Usai menguasai microteaching, mahasiswa diwajibkan mengikuti Program Pengalaman Lapangan (PPL) alias magang. Pada program ini, mahasiswa akan diterjunkan langsung ke sekolah mitra perguruan tinggi untuk mengajar selama kurang lebih dua bulan.
Selama magang, tentunya mahasiswa dapat menerapkan ilmu dan teori yang sudah dipelajari di kampus, seperti RPP, media pembelajaran, dan skenario pembelajaran. Tidak hanya hard skill, mahasiswa juga dapat mengasah kemampuan komunikasi, interpersonal, analisis, dan kreativitas.
Barulah di semester delapan atau semester akhir, mahasiswa mulai menyusun skripsi sebagai persyaratan menyandang gelar akademis.
Universitas yang menggelar jurusan PGSD
Di Indonesia, sudah banyak perguruan tinggi menggelar program studi PGSD. Bahkan, beberapa di antaranya telah terakreditasi A oleh Badan Akreditasi Nasional Perguruan Tinggi (BANPT).Misalnya, Universitas Negeri Yogyakarta (UNY). Jurusan PGSD di kampus ini termasuk salah satu jurusan yang banyak diminati, di mana pendaftar SBMPTN 2021 mencapai 2.277 peserta.

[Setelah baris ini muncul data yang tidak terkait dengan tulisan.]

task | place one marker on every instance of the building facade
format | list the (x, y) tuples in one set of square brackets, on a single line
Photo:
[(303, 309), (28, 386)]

Hal serupa juga terjadi di Universitas Negeri Semarang (Unnes). PTN ini membuka 185 kursi melalui jalur UTBK-SBMPTN dengan peminat di 2021 mencapai 2.119 peserta. Persaingan yang cukup ketat, bukan?
Sadar akan tingginya minat calon mahasiswa terhadap jurusan PGSD, Universitas Pendidikan Indonesia (UPI) secara khusus membuka banyak kursi untuk program studi ini. Tak tanggung-tanggung, PTN itu memiliki enam kampus yang masing-masingnya menyelenggarakan jurusan PGSD.